Okay, so if it’s not dispositive, where do things go from here? Well, for one thing, I wouldn’t hold my breath waiting for a retraction. I think it’s more likely the paper simply goes quiet about the sexual assault claims and keeps pushing on the other front, where its credibility is stronger, in the hopes that it becomes the general impression for all of its reporting in the eyes of the general public (outside of the UGA fan base, of course).
Georgia’s likely course of action in the near term is the opposite. They’ll hammer away at the shoddiness of the reporting of the sexual assault stuff with the intent of making that the primary narrative about Judd’s reporting on all matters related to the football program. That may work for a while with SEC Media Days just around the corner, but it’s probably not that viable over the long haul. For one thing, the paper can simply keep printing articles about the football program; it’s not a simple thing for the athletic department to schedule pressers in response to every time a negative article about Georgia football appears.
For another, let’s face it, the program hasn’t been at its best dealing with the speeding issues. It’s not just the tragedy of the deaths themselves. It’s the frequency and the degree of the players’ speeding that’s caught even Smart a bit flat footed.
Third, while I’ve seen some question the strategy of releasing the letter in the first place, out of a concern that it would simply wave a red flag in front of the media as a challenge to dig deeper into the football program, I don’t see that as being as big a concern as an increase in the media’s skepticism of Smart’s management, which is already apparent, based on what I read from the Q&A at yesterday’s presser.
Take, for example, this back and forth about Bryant Gantt’s behind the scenes role with regard to player arrests.
Q. On the Adam Anderson case, do you feel it was appropriate for Bryant Gantt to first sit in on witness interviews with employees? Secondly, to appear in court as a character witness in a case that involved an alleged victim who was also a student of the university who also was an employee of the football program at the time? Do you feel that was a signal that the football program or the university was taking sides in a sexual assault case?
KIRBY SMART: First of all, I’m not an expert at making that decision. That’s not my decision, whether or not he sits in that. Athens-Clarke County PD obviously had no issues with that. That’s their decision. I’m not an expert on whether he should or shouldn’t be allowed in there.

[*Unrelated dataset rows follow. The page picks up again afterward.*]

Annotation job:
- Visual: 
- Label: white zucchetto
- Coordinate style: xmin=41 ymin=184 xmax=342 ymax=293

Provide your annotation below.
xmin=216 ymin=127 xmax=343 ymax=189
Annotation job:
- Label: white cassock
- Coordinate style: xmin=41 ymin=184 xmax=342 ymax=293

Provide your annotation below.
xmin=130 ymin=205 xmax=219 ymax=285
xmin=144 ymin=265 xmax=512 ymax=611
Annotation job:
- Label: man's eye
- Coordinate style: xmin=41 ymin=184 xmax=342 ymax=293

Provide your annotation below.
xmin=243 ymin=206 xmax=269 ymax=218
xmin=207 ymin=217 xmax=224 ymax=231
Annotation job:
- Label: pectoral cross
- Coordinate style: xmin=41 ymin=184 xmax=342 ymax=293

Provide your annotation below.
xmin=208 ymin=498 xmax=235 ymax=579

That’s not my call.
I do know in the case that you’re referring to, and continue to refer to, the most important thing when we found out about Adam Anderson, was to be neutral in our state between both the complainant and I guess it’s the respondent.
And the reason to speak a little deeper to that situation, but we were advised by legal to neither push anyone to go to a bond hearing to testify, nor stop anyone because they had a legal right to do that.
As I understand it, that pertains to Bryant Gantt as well.
DARRICE GRIFFIN: They were operating within their personal capacity, and some would argue that it was not our place to encourage nor discourage. We maintained a neutral position with our student-athletes and with our staff members, given the autonomy that they have to operate within their own capacity in that situation.
Q. Operating in their own capacity, while identifying themselves by their University of Georgia and football program affiliation. Does that not give the impression that they are operating on behalf of the program or the university?
KIRBY SMART: (Inaudible).
Smart’s squirming there is almost palpable. And you can sense there was a feeling in the room that he was vulnerable. That’s not something the press is going to walk away from, like it or not.
One way or another, for this mess to fade away, Georgia is going to have to figure out an effective way to get its knuckleheads to take their feet off the gas. It may not be the kind of shit Nick Saban has the time for, but Kirby Smart is going to have to make the time, distraction or no distraction.